The shop is in the basement of the building, it is worm and cosy, and people can come by, or even better, arrange an appointment. Khora people will do their best to help, in the shop where people are free to chose things they like. So far it is very popular and people are coming from all over Athens, different squats, camps around the city, or other places.
The idea is that everybody can choose and have what they like, it creates different feeling and people feel confident.
However, in order to make the free shop running regularly, Khora needs more volunteers. Also there is huge need for mans cloths, not extra large, and shoes for man and women, specially water proof and winter cloths, and man pajamas. Backpacks for kids and prams are also needed. If you can donate, it will make many people happy.
Khora provides many other services, including dentistry. However, currently only one dentist provides services while the need is huge, so they are looking for more dentists who could volunteer in a very nice and well equipped dentistry.
Additionally, if you can donate speakers for community spaces, that would be of a great help.
Khora is a co-operative foundation offering on-going compassionate support for refugees stuck in Athens and the surrounding area. “The term Khora has its origins in ancient Greek philosophy. It can be described as a ‘placeless place’, a space in which borders cease to exist, in which all people are thus free. We believe all humans are equal and deserve equal care and rights.”
If you can help in any way, or want to join Khora, you can find them on their FB page. Write them and they will reply soon.
In spite of these horrifying circumstances, many refugees look to care for those around them, finding solidarity in the plight of the homeless of Greece. The video report contains more details on these ongoing acts of kindness.
As the bureaucratic entities continue to only expedite procedures that push people out and back, it comes to the spirit of regular people reaching out to make life-saving changes to the world.
Refugees removed from the streets by organization.
In Italy, again, it comes to the small people to resist winter’s chill — Baobab Experience praises the efforts of Arci nazionale to house 19 refugees who otherwise would be sleeping on the freezing streets. However, as Baobab Experience notes, making space is more than space:
“And above all they found humanity, a thing that we keep taking for granted … natural, but that doesn’t seem to be granted so easily from what you read in the papers or that you see on TV.

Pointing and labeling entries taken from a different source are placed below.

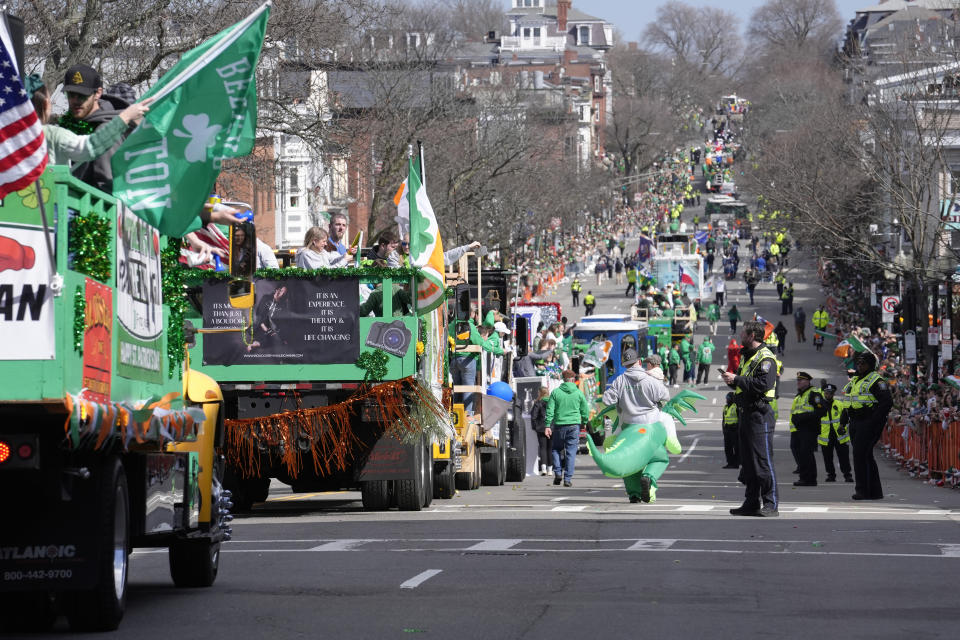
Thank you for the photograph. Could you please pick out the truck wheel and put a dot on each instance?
(194, 563)
(101, 608)
(517, 463)
(410, 492)
(375, 495)
(428, 475)
(444, 483)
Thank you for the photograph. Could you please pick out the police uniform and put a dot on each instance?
(731, 420)
(834, 437)
(805, 413)
(754, 391)
(866, 400)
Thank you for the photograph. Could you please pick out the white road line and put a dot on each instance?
(420, 578)
(651, 545)
(495, 544)
(693, 446)
(340, 545)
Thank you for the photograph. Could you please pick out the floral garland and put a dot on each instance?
(89, 236)
(79, 127)
(79, 318)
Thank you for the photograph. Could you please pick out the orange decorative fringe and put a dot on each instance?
(326, 433)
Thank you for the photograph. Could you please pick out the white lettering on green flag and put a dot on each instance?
(204, 110)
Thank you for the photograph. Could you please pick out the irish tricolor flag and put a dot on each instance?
(426, 248)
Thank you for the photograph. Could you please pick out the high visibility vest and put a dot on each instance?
(831, 420)
(856, 394)
(730, 416)
(821, 319)
(801, 404)
(749, 368)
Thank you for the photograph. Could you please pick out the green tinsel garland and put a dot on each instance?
(79, 127)
(173, 295)
(89, 244)
(79, 318)
(374, 363)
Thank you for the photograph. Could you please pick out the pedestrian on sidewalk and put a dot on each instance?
(800, 323)
(805, 413)
(538, 419)
(566, 411)
(734, 316)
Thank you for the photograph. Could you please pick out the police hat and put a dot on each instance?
(82, 79)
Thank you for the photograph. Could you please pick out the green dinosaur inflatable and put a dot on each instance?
(638, 454)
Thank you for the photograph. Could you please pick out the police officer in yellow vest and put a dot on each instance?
(834, 437)
(753, 387)
(805, 413)
(821, 319)
(575, 288)
(589, 302)
(731, 420)
(866, 400)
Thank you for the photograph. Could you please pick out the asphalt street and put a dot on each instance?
(530, 560)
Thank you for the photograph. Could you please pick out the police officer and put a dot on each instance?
(753, 387)
(866, 401)
(731, 420)
(589, 302)
(575, 288)
(834, 436)
(805, 413)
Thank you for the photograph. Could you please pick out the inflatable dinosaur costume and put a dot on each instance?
(638, 454)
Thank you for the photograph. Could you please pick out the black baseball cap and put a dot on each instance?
(82, 79)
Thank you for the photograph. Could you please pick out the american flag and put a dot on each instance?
(23, 152)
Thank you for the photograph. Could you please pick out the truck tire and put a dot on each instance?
(444, 483)
(375, 495)
(101, 608)
(517, 462)
(194, 563)
(410, 492)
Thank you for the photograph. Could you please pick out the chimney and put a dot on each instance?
(563, 6)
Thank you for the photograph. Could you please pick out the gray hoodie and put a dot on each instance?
(638, 396)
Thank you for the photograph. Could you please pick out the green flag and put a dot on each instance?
(204, 110)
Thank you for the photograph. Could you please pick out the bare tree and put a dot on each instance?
(795, 24)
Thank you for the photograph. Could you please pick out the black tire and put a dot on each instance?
(428, 480)
(375, 495)
(101, 608)
(194, 563)
(444, 482)
(27, 612)
(517, 462)
(410, 492)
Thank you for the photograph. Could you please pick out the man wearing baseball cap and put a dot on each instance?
(805, 413)
(88, 108)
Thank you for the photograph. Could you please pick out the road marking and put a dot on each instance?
(495, 544)
(420, 578)
(690, 450)
(653, 544)
(340, 545)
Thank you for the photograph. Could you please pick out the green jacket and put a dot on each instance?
(567, 405)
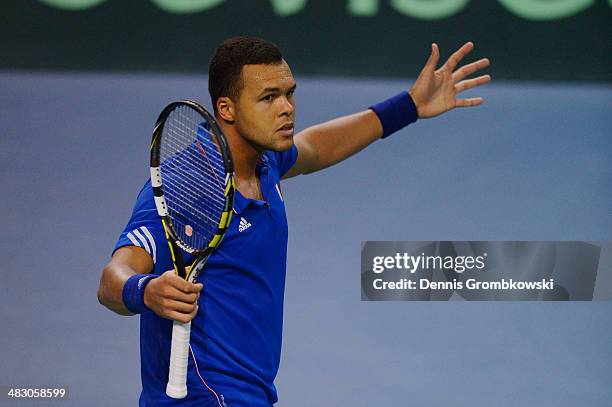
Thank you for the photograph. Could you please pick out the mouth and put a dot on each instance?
(286, 129)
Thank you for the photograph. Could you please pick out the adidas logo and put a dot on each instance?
(244, 225)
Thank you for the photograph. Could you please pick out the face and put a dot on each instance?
(265, 109)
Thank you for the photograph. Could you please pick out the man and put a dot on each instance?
(237, 302)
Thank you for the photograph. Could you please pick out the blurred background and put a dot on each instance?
(82, 82)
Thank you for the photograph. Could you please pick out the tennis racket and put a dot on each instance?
(192, 175)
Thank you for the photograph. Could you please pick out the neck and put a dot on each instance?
(245, 155)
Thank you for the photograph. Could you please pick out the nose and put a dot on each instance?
(287, 107)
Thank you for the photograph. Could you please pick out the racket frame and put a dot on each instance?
(179, 352)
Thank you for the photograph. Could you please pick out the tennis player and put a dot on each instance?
(236, 305)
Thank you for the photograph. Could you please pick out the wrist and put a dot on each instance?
(396, 113)
(134, 292)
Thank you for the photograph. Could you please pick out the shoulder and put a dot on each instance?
(282, 160)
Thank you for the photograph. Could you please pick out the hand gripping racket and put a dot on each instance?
(192, 175)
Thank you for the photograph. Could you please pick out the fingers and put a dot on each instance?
(181, 317)
(469, 69)
(434, 57)
(457, 56)
(471, 83)
(171, 279)
(172, 297)
(469, 102)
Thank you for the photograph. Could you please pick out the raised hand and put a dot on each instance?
(435, 90)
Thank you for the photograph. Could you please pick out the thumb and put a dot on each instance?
(434, 57)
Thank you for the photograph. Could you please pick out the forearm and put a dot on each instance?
(340, 138)
(126, 262)
(110, 292)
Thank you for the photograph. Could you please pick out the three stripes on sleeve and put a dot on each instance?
(141, 237)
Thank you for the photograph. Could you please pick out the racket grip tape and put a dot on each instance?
(179, 358)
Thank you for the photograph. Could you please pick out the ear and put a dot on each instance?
(226, 109)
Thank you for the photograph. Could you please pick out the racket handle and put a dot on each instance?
(179, 356)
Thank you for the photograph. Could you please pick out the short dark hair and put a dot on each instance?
(225, 70)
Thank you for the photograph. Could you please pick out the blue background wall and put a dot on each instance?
(533, 163)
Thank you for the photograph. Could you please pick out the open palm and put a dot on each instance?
(435, 90)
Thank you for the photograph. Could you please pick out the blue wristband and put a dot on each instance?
(133, 292)
(395, 113)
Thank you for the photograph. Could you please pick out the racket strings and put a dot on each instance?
(191, 167)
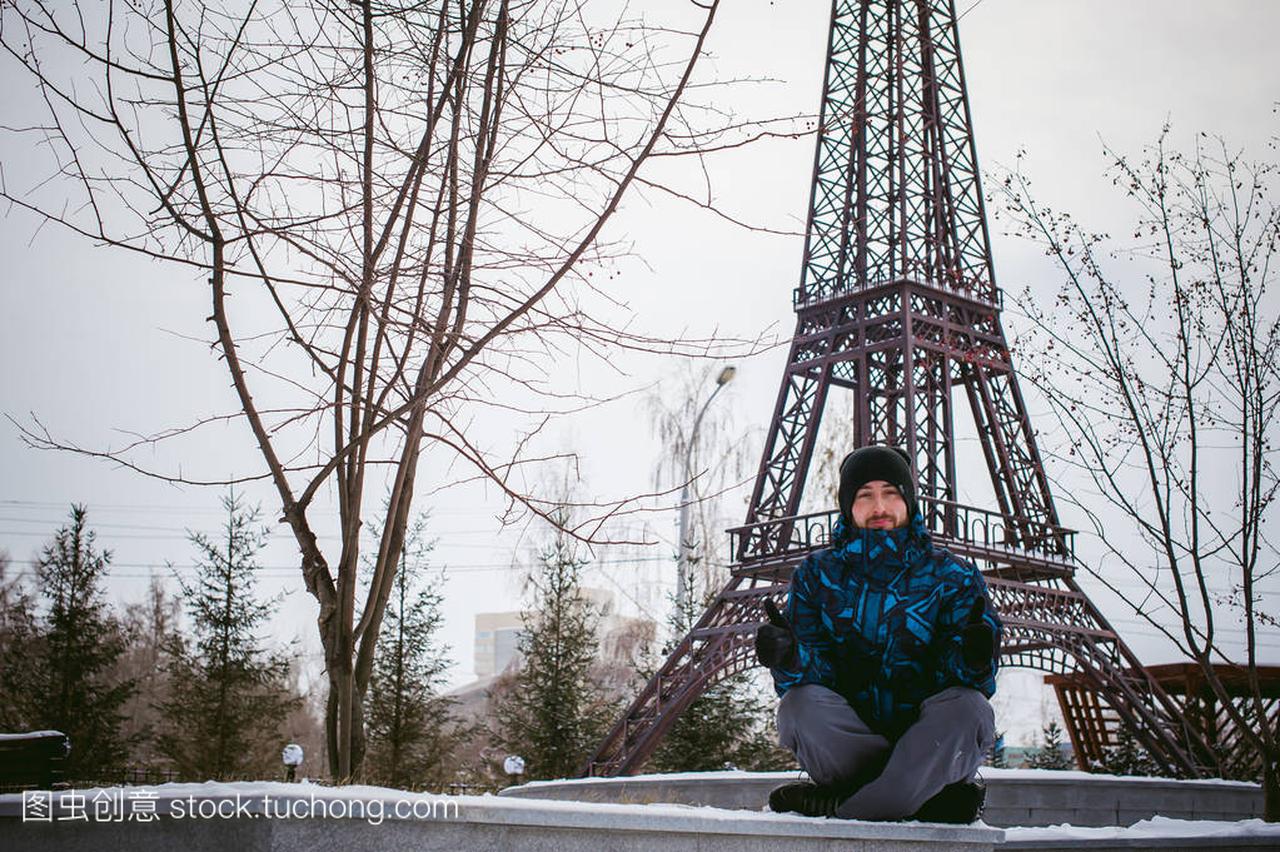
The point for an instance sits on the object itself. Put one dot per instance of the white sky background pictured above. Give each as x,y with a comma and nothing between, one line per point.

This is why we have the right to tell the stories that we listen to… solidarity and the despair, the laughter and the sharing. We have a duty because we have to give information, testify, so that everyone can choose a side.”
The fight against winter continues in Serbia, with organizations joining forces to look after people.
Organizations in Belgrade continue to scramble to make small modifications to the makeshift sleeping spaces for the thousands on the streets. MSF installed several heaters in the barracks, but are quick to point out that this is not a viable solution to the crisis.
Borderfree is continuing its partnership with Miksaliste to provide support to the day center in Belgrade. Furthermore, Miksaliste is providing space to sleep for 50 women and children. Although this makes only a small dent in the number of people sleeping in horrific conditions throughout Serbia, perhaps this gamble can set a precedent for ordinary people and other organizations to innovate safe, warm sleeping options through the increasingly brutal winter.
It is with horror that we all read about this terrifying winter nightmare, but let the hopeful stories encourage us to take courage and rather than falling prey to despair, instead raise a banner of hope until people are safe.